Logging, evidence, and audit readiness
Auditors will want to see the policy, the current user directory export, a device inventory with timestamps, onboarding/offboarding records, and authentication logs that show who and what authenticated. Implement central logging early (syslog server, SIEM-lite like OSSIM or a cloud log archive). Ensure you can correlate user IDs to device identifiers (MAC, deviceID, certificate subject) in at least several sample log entries.
Risks of NOT implementing identification controls
Without unique user IDs and device identification you face elevated risk of unauthorized access, lateral movement, and data exfiltration. For a small business contracting with the federal government this can mean lost contracts, required remedial audits, and reputational damage. Technically, lack of identification prevents you from enforcing least privilege, detecting compromised accounts, and responding effectively to an incident.

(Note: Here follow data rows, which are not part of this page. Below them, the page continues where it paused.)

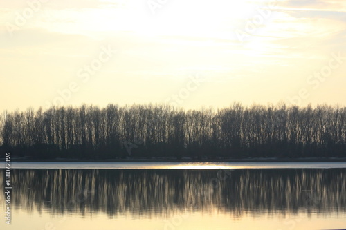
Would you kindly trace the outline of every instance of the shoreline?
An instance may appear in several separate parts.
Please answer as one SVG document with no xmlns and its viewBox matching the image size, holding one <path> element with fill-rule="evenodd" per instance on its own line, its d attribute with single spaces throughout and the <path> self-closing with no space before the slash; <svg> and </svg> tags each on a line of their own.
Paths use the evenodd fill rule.
<svg viewBox="0 0 346 230">
<path fill-rule="evenodd" d="M 5 161 L 5 158 L 0 158 Z M 309 157 L 309 158 L 221 158 L 221 159 L 192 159 L 192 158 L 119 158 L 119 159 L 35 159 L 11 157 L 11 162 L 345 162 L 346 157 Z"/>
</svg>

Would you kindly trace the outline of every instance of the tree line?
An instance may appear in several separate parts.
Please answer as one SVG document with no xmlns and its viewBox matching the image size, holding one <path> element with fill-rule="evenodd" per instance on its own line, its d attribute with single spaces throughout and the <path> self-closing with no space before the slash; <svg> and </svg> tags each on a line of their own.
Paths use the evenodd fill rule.
<svg viewBox="0 0 346 230">
<path fill-rule="evenodd" d="M 36 158 L 345 157 L 346 107 L 83 104 L 5 113 L 0 134 Z"/>
</svg>

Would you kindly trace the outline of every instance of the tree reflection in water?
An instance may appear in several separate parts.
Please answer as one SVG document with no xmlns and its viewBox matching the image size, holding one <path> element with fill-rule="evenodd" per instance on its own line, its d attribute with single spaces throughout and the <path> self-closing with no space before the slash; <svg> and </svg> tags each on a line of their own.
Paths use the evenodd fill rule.
<svg viewBox="0 0 346 230">
<path fill-rule="evenodd" d="M 12 205 L 29 212 L 105 212 L 109 217 L 126 212 L 165 216 L 183 210 L 216 210 L 235 217 L 246 213 L 346 212 L 345 169 L 237 169 L 218 177 L 220 173 L 13 169 Z M 3 171 L 0 178 L 3 184 Z"/>
</svg>

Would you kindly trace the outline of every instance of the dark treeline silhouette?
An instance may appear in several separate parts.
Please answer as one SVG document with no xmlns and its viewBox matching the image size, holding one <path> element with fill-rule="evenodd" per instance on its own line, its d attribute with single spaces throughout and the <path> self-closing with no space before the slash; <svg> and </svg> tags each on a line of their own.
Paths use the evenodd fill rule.
<svg viewBox="0 0 346 230">
<path fill-rule="evenodd" d="M 300 212 L 344 215 L 345 173 L 345 169 L 13 169 L 11 204 L 16 209 L 56 215 L 102 212 L 113 217 L 127 212 L 170 215 L 183 210 L 218 210 L 235 217 Z M 0 182 L 4 174 L 0 171 Z M 0 196 L 0 203 L 4 198 Z"/>
<path fill-rule="evenodd" d="M 84 104 L 3 117 L 2 152 L 35 158 L 346 156 L 346 108 L 340 106 Z"/>
</svg>

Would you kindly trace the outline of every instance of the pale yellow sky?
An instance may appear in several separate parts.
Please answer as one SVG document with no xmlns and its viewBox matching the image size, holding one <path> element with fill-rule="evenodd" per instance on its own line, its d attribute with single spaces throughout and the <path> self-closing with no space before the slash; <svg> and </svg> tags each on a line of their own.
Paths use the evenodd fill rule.
<svg viewBox="0 0 346 230">
<path fill-rule="evenodd" d="M 346 106 L 346 2 L 0 3 L 0 110 Z"/>
</svg>

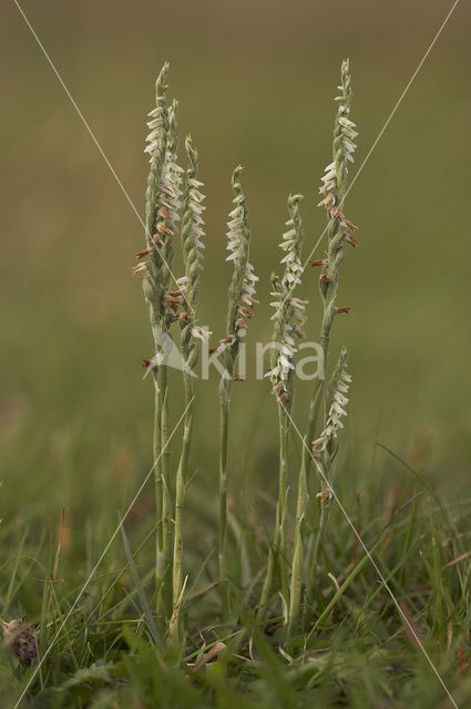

Compliance tips and best practices
Keep these practical best practices front-of-mind: automated onboarding/offboarding to avoid lingering accounts; enforce least privilege via group-based access; prefer certificate-based or device-backed attestation for stronger device identity; collect and retain authentication logs for demonstrable periods; and keep a simple, single source of truth for device inventory. For budget-conscious shops, cloud-managed solutions (Azure AD + Intune) or open-source combos (OpenLDAP + FreeRADIUS + pfSense) provide a balance of cost and capability.
Implementing IA.L1-B.1.V is achievable for small businesses by documenting policy, centralizing user and device records, enforcing device enrollment/certificates, enabling authentication controls, and keeping audit-ready logs; doing so reduces risk and creates clear evidence for FAR 52.204‑21 / CMMC Level 1 assessments.